Around 25 % of HIV-positive individuals are HCV coinfected. HIV infection clearly worsened the natural history of chronic HCV infection, and despite the improved cares of comorbidities (chronic alcohol intake, metabolic syndrome, poor immune status by an earlier and better immune restoration with antiretrovirals (ARV), and finally by a decreasing hepatotoxicity of ARV), liver-related mortality remains one of the main causes of mortality in HIV/HCV-coinfected patients as compared to HIV monoinfected patients. Treatment options in HIV-HCV-coinfected patients have been greatly improved in the last few years. The treatment of acute HCV infection in HIV-positive individuals using the association of pegylated interferon/ribavirin (PEG-IFN/RBV) (with a first-generation protease inhibitor in genotype 1-infected patient) will allow a HCV virologic cure in around 80 %. In chronically infected patients, the PEG-IFN/RBV association has demonstrated an efficacy of 20–40 % in genotype 1 and higher in other genotypes, and increasing with optimization of dosing and duration, stopping rules and ART adjustment; the adjunction of telaprevir or boceprevir for genotype 1 increased the chance of HCV cure to around drug-70 % with drug interaction concerns.

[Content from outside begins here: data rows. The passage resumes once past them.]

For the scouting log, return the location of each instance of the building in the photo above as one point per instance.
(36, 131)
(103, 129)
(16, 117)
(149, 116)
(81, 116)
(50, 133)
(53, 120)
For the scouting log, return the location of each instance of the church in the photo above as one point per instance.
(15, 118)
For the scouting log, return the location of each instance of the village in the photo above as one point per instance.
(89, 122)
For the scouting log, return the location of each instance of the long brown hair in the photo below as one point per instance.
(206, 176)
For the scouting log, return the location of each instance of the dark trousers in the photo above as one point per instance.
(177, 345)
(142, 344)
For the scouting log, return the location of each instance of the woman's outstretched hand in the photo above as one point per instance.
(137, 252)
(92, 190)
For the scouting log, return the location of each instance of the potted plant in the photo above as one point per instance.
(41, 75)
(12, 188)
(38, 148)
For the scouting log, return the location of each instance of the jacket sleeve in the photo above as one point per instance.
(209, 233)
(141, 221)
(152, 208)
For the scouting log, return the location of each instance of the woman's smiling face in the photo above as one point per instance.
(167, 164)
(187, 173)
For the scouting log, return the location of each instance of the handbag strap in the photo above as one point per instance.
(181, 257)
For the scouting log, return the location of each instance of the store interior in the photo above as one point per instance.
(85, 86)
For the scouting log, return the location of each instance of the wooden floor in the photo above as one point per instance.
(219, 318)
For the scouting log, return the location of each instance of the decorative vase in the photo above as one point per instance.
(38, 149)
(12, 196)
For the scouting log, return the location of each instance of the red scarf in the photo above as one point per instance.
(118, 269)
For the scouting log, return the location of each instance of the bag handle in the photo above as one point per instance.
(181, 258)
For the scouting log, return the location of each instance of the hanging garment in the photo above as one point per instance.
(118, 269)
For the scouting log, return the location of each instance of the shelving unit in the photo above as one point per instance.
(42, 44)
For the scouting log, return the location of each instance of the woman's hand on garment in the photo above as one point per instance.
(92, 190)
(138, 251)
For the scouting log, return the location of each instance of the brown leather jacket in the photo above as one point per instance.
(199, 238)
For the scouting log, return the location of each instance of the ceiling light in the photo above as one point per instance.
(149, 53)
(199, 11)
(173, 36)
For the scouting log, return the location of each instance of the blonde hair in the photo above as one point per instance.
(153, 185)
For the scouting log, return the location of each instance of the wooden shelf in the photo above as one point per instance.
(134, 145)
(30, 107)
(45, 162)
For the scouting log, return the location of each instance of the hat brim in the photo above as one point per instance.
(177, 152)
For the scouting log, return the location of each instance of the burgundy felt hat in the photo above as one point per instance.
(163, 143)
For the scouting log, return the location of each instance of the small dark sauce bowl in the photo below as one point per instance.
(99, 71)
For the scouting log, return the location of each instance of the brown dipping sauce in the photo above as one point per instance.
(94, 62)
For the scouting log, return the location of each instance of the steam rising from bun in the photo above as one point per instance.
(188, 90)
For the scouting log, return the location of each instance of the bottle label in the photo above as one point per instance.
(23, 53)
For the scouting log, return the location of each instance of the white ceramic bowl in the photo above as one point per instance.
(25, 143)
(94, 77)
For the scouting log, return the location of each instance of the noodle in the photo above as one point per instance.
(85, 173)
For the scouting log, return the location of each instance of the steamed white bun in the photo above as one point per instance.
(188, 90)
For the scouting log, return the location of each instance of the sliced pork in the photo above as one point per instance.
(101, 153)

Physicians are today, in 2014, in a period of transition between the standard treatment combining PEG-IFN and RBV with or without first-generation HCV protease inhibitors according to HCV genotype and oral combinations of different classes of direct-acting antivirals (DAAs) with a pan-genotypic antiviral potency and a fair safety which will clearly change the prognosis of HIV/HCV-infected patients. The DAA combination removes HIV-infected patients (like cirrhotics or liver transplant recipients) as difficult-to-treat patients.